Let’s imagine you want to create a web app and provide it to several organizations as a white label product. How might you implement such a project? You could simply copy the entire codebase for each organization. But this means you’ll have to support multiple application instances separately. That’s not the best solution, as your development team will have to manage server infrastructure and update features independently for each app instance.

Let’s now imagine that you provide your app to a dozen tenants and deploy a new app version for each of them. To update all applications, your web team will have to do the same thing a dozen times! There is a much better solution – you can develop a multi-tenant Software as a Service application.

Multi-tenant Software as a Service application

Multi-tenancy means that multiple organizations – otherwise called tenants or groups of users – can employ the very same application. With a multi-tenant SaaS app, your web development team will need to deploy and support only one codebase – not multiple applications. You’ll be able to update your SaaS app simultaneously for all tenants, and it’ll be easier to support the server infrastructure. Overall, multi-tenancy greatly simplifies development of a Software as a Service app.

But before you build a multi-tenant SaaS application, you’ll need to address one major problem – how to securely isolate each client’s data. Thus, the database layer will require special attention. We’ll introduce three approaches to designing the database layer.

We’ll be talking about how to build a multi-tenant SaaS app with Rails, and to design the database layer for a multi-tenant Rails-based SaaS application, you’ll need the Apartment Ruby library. The other Ruby libraries we should mention are Detectify and Houser. Your development team can use those libraries to build database requests. You’ll also need a relational database, such as PostgreSQL or MySQL, to save tenant data in the Rails app. These Ruby libraries and databases that we’ve just mentioned will help you complete specific tasks, and we’ll review them in detail.

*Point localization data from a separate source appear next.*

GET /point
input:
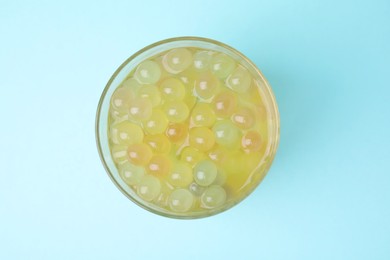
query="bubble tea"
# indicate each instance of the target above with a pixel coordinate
(188, 131)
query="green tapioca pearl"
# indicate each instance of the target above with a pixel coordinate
(181, 200)
(214, 196)
(172, 89)
(177, 60)
(222, 65)
(126, 132)
(239, 80)
(227, 134)
(176, 111)
(149, 187)
(205, 172)
(148, 72)
(131, 174)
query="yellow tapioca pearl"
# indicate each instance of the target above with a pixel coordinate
(181, 200)
(244, 118)
(126, 132)
(159, 166)
(130, 173)
(176, 112)
(177, 60)
(157, 122)
(139, 154)
(239, 80)
(177, 132)
(219, 155)
(132, 84)
(224, 104)
(203, 115)
(205, 172)
(206, 86)
(227, 134)
(202, 138)
(191, 155)
(172, 89)
(119, 154)
(148, 72)
(149, 187)
(202, 60)
(252, 141)
(222, 65)
(166, 190)
(159, 143)
(150, 92)
(140, 109)
(121, 99)
(180, 175)
(214, 196)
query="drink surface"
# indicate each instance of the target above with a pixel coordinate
(188, 130)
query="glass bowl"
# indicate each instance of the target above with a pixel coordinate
(269, 110)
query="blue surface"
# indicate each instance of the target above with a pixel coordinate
(327, 195)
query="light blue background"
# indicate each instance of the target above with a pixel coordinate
(327, 195)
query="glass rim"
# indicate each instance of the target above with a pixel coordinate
(273, 147)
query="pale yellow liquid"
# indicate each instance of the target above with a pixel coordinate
(167, 125)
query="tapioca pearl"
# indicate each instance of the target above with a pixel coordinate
(196, 189)
(176, 111)
(132, 84)
(177, 60)
(220, 155)
(252, 141)
(157, 123)
(130, 173)
(177, 133)
(221, 177)
(250, 161)
(166, 190)
(188, 78)
(119, 153)
(214, 196)
(118, 116)
(227, 134)
(180, 175)
(205, 172)
(191, 155)
(172, 89)
(159, 166)
(239, 80)
(222, 65)
(150, 92)
(126, 132)
(159, 143)
(149, 187)
(203, 115)
(224, 104)
(244, 118)
(140, 109)
(121, 99)
(148, 72)
(206, 86)
(202, 138)
(202, 60)
(181, 200)
(139, 154)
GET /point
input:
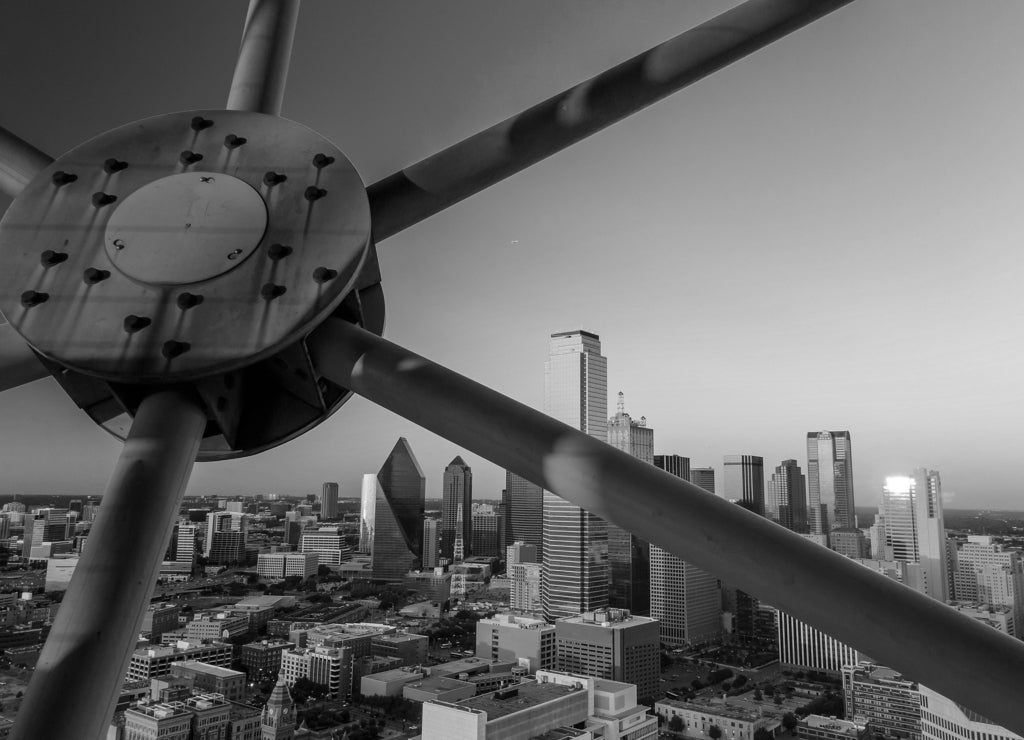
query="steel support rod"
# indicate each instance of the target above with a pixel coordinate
(19, 162)
(18, 364)
(80, 671)
(474, 164)
(261, 71)
(925, 639)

Multi-Tenant SaaS Application and Database Design

As we’ve suggested, the major architectural concern with multi-tenant SaaS apps is the database layer, which is also called the persistence layer. There are three aspects of database design that we’ll address:

  • The level of tenant data isolation;
  • Difficulties with restoring data;
  • Difficulties with data encryption.

A multi-tenant application architecture can adopt one of three database architectures. The first option is to use a separate database for each tenant. The second option is to use the same database for all tenants, but to give each tenant their own schema with individual tables. With either of these two approaches, we recommend using Apartment, the Ruby gem we mentioned previously.

But there’s also the third option: tenants share a schema within the same database. Note that Apartment won’t work in this case. Your development team will need to implement this design manually.

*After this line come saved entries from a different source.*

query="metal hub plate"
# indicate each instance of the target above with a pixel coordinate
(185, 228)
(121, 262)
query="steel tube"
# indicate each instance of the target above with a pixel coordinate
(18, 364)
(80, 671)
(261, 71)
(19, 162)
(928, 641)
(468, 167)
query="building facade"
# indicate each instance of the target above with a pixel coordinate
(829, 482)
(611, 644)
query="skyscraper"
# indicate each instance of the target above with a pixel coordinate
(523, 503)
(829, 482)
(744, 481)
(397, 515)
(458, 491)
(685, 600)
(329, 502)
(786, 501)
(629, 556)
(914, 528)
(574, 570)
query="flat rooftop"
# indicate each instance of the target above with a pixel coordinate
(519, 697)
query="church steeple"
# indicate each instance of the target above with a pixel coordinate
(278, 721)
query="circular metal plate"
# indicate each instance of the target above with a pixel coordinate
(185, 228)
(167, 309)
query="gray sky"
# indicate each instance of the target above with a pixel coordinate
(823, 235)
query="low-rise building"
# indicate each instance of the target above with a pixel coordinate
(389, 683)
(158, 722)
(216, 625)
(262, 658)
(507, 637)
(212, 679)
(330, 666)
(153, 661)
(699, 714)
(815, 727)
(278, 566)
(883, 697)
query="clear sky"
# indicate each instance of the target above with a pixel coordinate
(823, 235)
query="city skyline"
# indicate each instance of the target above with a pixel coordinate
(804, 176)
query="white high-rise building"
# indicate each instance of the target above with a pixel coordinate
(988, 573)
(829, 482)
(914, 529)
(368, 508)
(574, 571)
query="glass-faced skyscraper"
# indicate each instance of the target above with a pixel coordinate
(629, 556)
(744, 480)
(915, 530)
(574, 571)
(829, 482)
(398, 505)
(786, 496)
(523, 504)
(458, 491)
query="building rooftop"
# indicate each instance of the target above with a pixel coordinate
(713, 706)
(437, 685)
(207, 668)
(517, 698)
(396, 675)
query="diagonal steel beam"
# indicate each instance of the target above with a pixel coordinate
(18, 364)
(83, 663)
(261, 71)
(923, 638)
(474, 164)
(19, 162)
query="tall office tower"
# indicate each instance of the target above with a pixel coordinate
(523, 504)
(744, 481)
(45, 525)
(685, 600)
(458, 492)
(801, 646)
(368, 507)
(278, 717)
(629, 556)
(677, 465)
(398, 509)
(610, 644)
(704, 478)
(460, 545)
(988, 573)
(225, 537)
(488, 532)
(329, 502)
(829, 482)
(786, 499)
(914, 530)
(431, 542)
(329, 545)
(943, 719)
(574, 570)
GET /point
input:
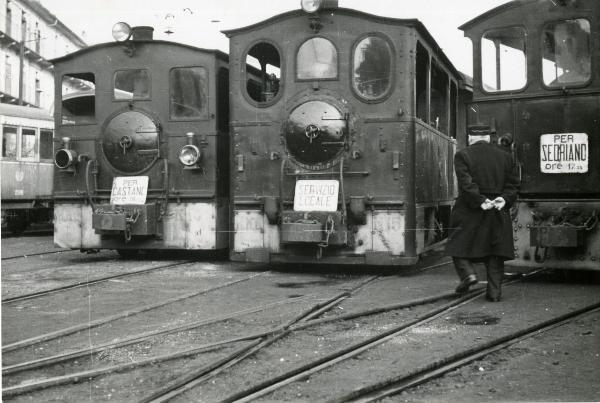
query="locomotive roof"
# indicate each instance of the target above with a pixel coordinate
(496, 11)
(22, 111)
(216, 52)
(411, 22)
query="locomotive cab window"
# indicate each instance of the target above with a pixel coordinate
(372, 68)
(78, 99)
(503, 60)
(9, 142)
(131, 84)
(46, 144)
(316, 60)
(263, 73)
(189, 93)
(566, 53)
(439, 98)
(28, 144)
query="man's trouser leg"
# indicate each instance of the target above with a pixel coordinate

We’ll provide more details about the workings of the Ruby libraries we’ve mentioned, but first let’s dive into how to organize the database layer.

Single Database for Single Tenant

The main advantage of “one database–one tenant” design is that it ensures the highest level of data safety. Each database instance is located on a separate server, so instances are physically separated. This means that one tenant simply can’t access another tenant’s data.

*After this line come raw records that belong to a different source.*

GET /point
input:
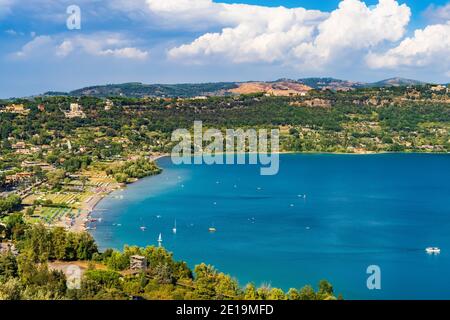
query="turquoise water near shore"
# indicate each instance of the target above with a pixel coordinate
(359, 210)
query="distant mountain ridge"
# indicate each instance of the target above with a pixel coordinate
(187, 90)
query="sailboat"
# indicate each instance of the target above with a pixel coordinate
(174, 229)
(160, 240)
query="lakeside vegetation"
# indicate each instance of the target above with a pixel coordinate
(33, 273)
(60, 154)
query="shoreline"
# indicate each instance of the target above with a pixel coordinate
(89, 205)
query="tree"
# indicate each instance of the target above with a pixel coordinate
(293, 294)
(307, 293)
(276, 294)
(205, 281)
(325, 288)
(2, 180)
(250, 292)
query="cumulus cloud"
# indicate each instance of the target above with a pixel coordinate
(290, 36)
(5, 7)
(438, 14)
(36, 45)
(113, 45)
(429, 46)
(99, 44)
(354, 26)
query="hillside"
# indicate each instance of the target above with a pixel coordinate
(276, 88)
(281, 87)
(140, 90)
(396, 82)
(331, 83)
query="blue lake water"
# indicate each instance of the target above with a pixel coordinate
(359, 210)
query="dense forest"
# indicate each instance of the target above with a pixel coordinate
(31, 274)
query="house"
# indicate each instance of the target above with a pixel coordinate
(438, 88)
(75, 111)
(16, 108)
(108, 105)
(8, 247)
(138, 263)
(31, 164)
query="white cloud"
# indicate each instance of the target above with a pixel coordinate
(98, 44)
(128, 52)
(36, 45)
(308, 38)
(438, 14)
(354, 26)
(5, 7)
(428, 47)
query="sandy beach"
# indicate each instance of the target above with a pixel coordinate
(87, 206)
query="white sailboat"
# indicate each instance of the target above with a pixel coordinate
(433, 250)
(174, 229)
(160, 240)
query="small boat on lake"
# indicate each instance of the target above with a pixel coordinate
(433, 250)
(160, 240)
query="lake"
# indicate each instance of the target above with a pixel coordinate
(323, 216)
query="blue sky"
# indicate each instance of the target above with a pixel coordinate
(174, 41)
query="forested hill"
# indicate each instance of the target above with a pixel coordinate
(140, 90)
(283, 87)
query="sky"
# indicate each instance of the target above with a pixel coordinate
(43, 48)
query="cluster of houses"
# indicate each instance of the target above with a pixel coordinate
(75, 111)
(15, 108)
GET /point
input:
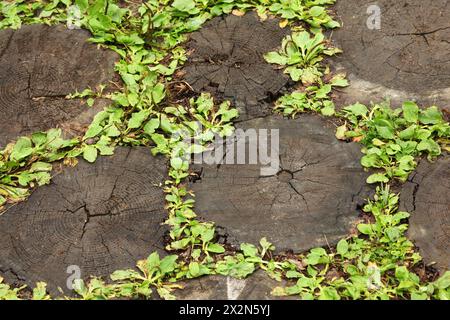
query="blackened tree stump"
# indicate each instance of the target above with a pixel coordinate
(100, 217)
(426, 197)
(40, 65)
(312, 200)
(257, 286)
(227, 60)
(406, 58)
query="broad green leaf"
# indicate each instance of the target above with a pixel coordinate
(90, 153)
(410, 112)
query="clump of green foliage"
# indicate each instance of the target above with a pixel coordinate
(373, 266)
(394, 138)
(376, 264)
(301, 54)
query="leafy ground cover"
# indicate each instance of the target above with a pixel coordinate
(377, 262)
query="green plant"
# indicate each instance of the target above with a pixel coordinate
(393, 138)
(313, 98)
(301, 54)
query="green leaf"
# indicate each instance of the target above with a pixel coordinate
(158, 93)
(168, 264)
(249, 250)
(40, 292)
(377, 177)
(342, 247)
(138, 118)
(184, 5)
(40, 166)
(431, 115)
(151, 126)
(357, 109)
(365, 228)
(194, 269)
(22, 149)
(121, 275)
(216, 248)
(276, 58)
(90, 153)
(410, 112)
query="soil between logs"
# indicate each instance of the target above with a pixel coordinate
(227, 60)
(100, 217)
(425, 197)
(406, 58)
(40, 65)
(312, 200)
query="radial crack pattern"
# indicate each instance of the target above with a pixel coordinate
(312, 200)
(227, 60)
(100, 217)
(40, 65)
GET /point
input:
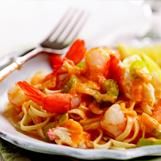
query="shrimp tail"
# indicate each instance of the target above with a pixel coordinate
(33, 93)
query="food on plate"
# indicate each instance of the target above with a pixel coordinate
(93, 98)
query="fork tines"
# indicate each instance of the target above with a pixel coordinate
(67, 29)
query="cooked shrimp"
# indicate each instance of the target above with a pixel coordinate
(96, 60)
(114, 121)
(70, 133)
(56, 103)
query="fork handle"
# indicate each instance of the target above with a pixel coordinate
(18, 62)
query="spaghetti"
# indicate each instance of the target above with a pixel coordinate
(92, 99)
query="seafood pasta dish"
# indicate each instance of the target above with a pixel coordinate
(93, 98)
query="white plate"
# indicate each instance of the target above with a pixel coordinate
(10, 134)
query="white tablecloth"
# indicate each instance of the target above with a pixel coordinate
(24, 23)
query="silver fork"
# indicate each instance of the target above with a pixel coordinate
(63, 34)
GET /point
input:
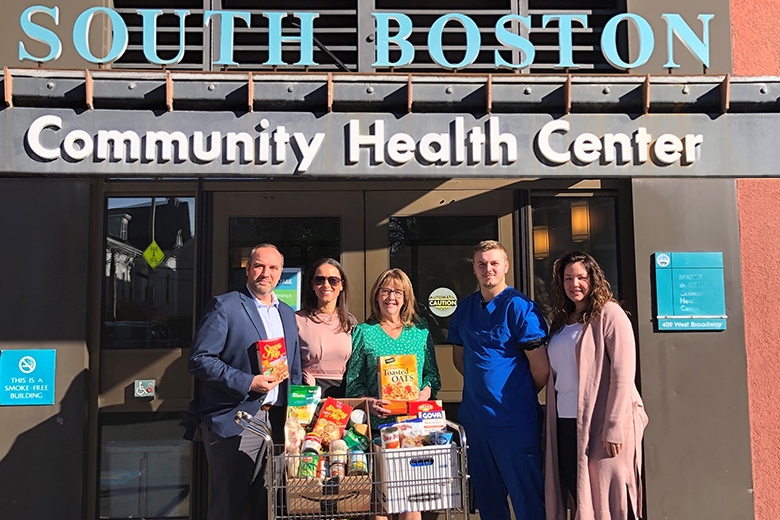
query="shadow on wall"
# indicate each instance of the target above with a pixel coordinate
(41, 475)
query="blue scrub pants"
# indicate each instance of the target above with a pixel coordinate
(507, 461)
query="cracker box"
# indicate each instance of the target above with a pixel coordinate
(272, 357)
(303, 402)
(398, 381)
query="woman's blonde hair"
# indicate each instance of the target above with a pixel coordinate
(599, 294)
(409, 308)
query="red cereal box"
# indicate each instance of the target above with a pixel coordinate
(415, 407)
(272, 356)
(333, 418)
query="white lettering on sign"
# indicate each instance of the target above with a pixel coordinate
(162, 146)
(587, 148)
(482, 144)
(433, 148)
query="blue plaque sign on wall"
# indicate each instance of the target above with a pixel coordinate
(27, 377)
(690, 291)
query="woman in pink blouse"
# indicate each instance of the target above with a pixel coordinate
(325, 327)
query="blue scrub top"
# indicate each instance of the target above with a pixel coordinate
(497, 386)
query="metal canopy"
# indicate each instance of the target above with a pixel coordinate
(405, 93)
(262, 125)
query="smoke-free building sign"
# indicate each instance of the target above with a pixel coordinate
(27, 377)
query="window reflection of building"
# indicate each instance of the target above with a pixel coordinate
(148, 307)
(572, 223)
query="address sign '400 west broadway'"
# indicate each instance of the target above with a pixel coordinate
(676, 27)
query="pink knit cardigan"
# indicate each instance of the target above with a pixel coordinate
(608, 409)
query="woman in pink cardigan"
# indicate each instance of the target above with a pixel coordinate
(595, 417)
(325, 328)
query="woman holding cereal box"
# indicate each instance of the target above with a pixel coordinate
(392, 330)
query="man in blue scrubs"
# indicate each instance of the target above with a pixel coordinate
(498, 336)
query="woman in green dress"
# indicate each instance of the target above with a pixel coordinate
(393, 328)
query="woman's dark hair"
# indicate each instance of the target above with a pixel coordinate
(310, 299)
(598, 295)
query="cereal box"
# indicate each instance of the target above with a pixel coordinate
(272, 356)
(331, 421)
(398, 381)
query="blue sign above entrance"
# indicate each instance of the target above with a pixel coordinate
(27, 377)
(690, 291)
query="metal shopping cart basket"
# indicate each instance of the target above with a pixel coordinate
(428, 478)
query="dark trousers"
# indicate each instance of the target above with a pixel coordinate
(567, 456)
(567, 459)
(238, 469)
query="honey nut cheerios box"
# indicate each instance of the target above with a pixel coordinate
(398, 381)
(272, 357)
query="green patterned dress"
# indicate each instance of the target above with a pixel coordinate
(369, 341)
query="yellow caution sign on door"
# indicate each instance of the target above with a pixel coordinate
(154, 255)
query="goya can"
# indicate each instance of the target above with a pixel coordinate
(358, 463)
(390, 438)
(322, 467)
(308, 466)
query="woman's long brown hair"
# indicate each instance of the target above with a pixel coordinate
(599, 294)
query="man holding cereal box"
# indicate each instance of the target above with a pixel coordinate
(239, 354)
(498, 336)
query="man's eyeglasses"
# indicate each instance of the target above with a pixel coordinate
(398, 293)
(332, 280)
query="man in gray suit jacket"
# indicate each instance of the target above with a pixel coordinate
(224, 357)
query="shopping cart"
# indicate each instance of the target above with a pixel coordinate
(428, 478)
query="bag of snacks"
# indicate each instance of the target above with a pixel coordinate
(332, 420)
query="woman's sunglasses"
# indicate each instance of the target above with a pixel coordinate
(332, 280)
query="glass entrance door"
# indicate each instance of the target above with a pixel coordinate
(430, 235)
(305, 226)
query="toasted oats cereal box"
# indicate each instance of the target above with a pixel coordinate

Separate database architecture in a multi-tenant SaaS application

Another advantage of this approach is that it’s flexible. Imagine a situation when one tenant wants to encrypt data but others don’t. Do you have to encrypt the data of all tenants? Actually, you don’t! Since tenants have fully isolated databases, we are free to encrypt the data of any tenant (or not).

The complete isolation of databases also helps us to easily restore data. Whenever a tenant’s data gets corrupted, we can retrieve it from a backup database without implementing complex logic.

Given these advantages, using individual databases for tenants seems like a slick solution. But there’s always a catch. As we mentioned before, multi-tenant Software as a Service applications are designed to reduce the cost of server infrastructure. However, when you provide a dedicated database for each tenant, you have to use a separate server instance to store each database. Hence, you’ll have to pay for additional servers, driving up the cost of using the application. Besides, the ‘separate database’ approach complicates the server infrastructure, making it more difficult to support.

Tenants may not want to save their data alongside that of other tenants. If tenants need the highest data safety and flexibility, and are ready to pay for it, then the “single database” design is a perfect choice. You can implement this design for a full white-label web application (it's understood that a full white-label app has a unique domain name; a partial white-label app would have only a unique subdomain name).

But there is a database design that is cheaper and still provides partial isolation: the “separate schemas” design.

Separate Schema for Each Tenant

To lower the operating costs of the database layer, you can opt for a ‘separate schema’ design.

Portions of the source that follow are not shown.